DP-600 - Lakehouse and Data Warehouse

Quick Navigation

Fabric Lakehouse Overview
Delta Lake and ACID
SQL Analytics Endpoint
Spark Notebooks
OPTIMIZE and VACUUM
Fabric Data Warehouse
Lakehouse vs Warehouse
Medallion Architecture

Fabric Lakehouse Overview

A Fabric Lakehouse is an item that combines the open storage of a data lake with the SQL analytics capabilities of a data warehouse. It stores data in OneLake (ADLS Gen2) in open formats (Delta/Parquet) and provides:

Files section: Raw file storage (CSV, JSON, Parquet, any format) - accessible via Spark
Tables section: Managed Delta tables - auto-registered for SQL, Spark, and Direct Lake
SQL Analytics Endpoint: Auto-generated read-only T-SQL interface for querying Tables
Default semantic model: Auto-generated Power BI semantic model on the Lakehouse tables

Delta Lake and ACID Transactions

Delta Lake is the open-source storage format that underlies Fabric Lakehouse tables. Key properties:

ACID Property	Description
Atomicity	Each transaction is all-or-nothing - partial writes are not visible
Consistency	Data is always in a valid state before and after each transaction
Isolation	Concurrent transactions do not interfere with each other
Durability	Committed transactions survive system failures

How Delta Lake works:

Data is stored as Parquet files in the table directory
A _delta_log directory contains JSON transaction log files recording every change
Time travel: Query any past version using VERSION AS OF n or TIMESTAMP AS OF 'date'
Schema enforcement: Delta rejects writes that don't match the table schema
Schema evolution: New columns can be added with mergeSchema option

SQL Analytics Endpoint

Every Fabric Lakehouse automatically generates a SQL Analytics Endpoint that exposes the Tables section as a read-only T-SQL database. Features:

Query Delta tables using T-SQL SELECT statements
Create views, functions, and stored procedures on top of the tables
Connect Power BI in DirectQuery mode (or Direct Lake mode for semantic models)
Connect from SQL Server Management Studio (SSMS) or Azure Data Studio using the SQL endpoint connection string
Read-only: DML (INSERT/UPDATE/DELETE) is not supported via the SQL endpoint - use the Fabric Data Warehouse for DML

The SQL endpoint auto-discovers Delta tables in the Lakehouse Tables section and registers them automatically. You don't need to create external table definitions - they appear as regular T-SQL tables.

Spark Notebooks

Fabric Notebooks run Apache Spark and support PySpark (Python), Spark SQL, Scala, and R. Key notebook operations on a Lakehouse:

# Read a Delta table as Spark DataFrame
df = spark.read.format("delta").load("Tables/sales")
# or using spark.sql with registered table
df = spark.sql("SELECT * FROM lakehouse1.sales")

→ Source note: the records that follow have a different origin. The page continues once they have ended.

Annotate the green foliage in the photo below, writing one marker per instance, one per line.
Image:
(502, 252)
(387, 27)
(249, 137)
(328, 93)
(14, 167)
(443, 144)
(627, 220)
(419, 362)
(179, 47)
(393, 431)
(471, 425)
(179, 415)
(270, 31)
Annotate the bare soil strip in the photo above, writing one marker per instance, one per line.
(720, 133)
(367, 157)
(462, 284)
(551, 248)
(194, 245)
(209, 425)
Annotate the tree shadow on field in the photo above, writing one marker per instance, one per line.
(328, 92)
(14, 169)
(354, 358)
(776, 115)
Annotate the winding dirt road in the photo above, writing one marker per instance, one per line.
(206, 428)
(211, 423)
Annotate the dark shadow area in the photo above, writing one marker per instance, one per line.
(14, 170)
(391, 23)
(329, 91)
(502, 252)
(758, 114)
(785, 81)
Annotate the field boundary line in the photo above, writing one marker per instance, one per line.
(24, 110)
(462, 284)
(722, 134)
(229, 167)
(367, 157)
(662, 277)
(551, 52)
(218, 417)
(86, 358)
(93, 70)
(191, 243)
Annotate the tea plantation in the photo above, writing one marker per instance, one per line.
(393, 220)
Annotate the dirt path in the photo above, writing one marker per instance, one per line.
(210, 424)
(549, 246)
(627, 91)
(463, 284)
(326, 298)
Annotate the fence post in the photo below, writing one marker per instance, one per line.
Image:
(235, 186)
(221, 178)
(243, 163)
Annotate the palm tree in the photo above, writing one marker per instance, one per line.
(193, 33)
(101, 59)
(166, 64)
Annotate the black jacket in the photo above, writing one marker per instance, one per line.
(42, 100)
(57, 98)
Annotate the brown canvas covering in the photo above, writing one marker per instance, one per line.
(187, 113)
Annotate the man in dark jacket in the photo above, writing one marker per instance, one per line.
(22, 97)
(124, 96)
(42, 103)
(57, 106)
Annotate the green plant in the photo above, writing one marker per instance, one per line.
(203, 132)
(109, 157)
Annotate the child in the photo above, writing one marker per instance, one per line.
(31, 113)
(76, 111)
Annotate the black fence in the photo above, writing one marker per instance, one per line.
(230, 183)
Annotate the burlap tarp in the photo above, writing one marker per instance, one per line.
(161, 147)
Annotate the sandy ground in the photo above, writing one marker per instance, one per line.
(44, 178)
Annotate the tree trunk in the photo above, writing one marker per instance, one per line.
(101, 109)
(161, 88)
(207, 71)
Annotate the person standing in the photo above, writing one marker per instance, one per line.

# Write DataFrame as Delta table
df.write.format("delta").mode("overwrite").saveAsTable("sales_cleaned")

# Append to existing Delta table
df.write.format("delta").mode("append").saveAsTable("sales_cleaned")

# Upsert using Delta merge
from delta.tables import DeltaTable
target = DeltaTable.forName(spark, "sales")
target.alias("t").merge(
    df.alias("s"),
    "t.OrderID = s.OrderID"
).whenMatchedUpdateAll().whenNotMatchedInsertAll().execute()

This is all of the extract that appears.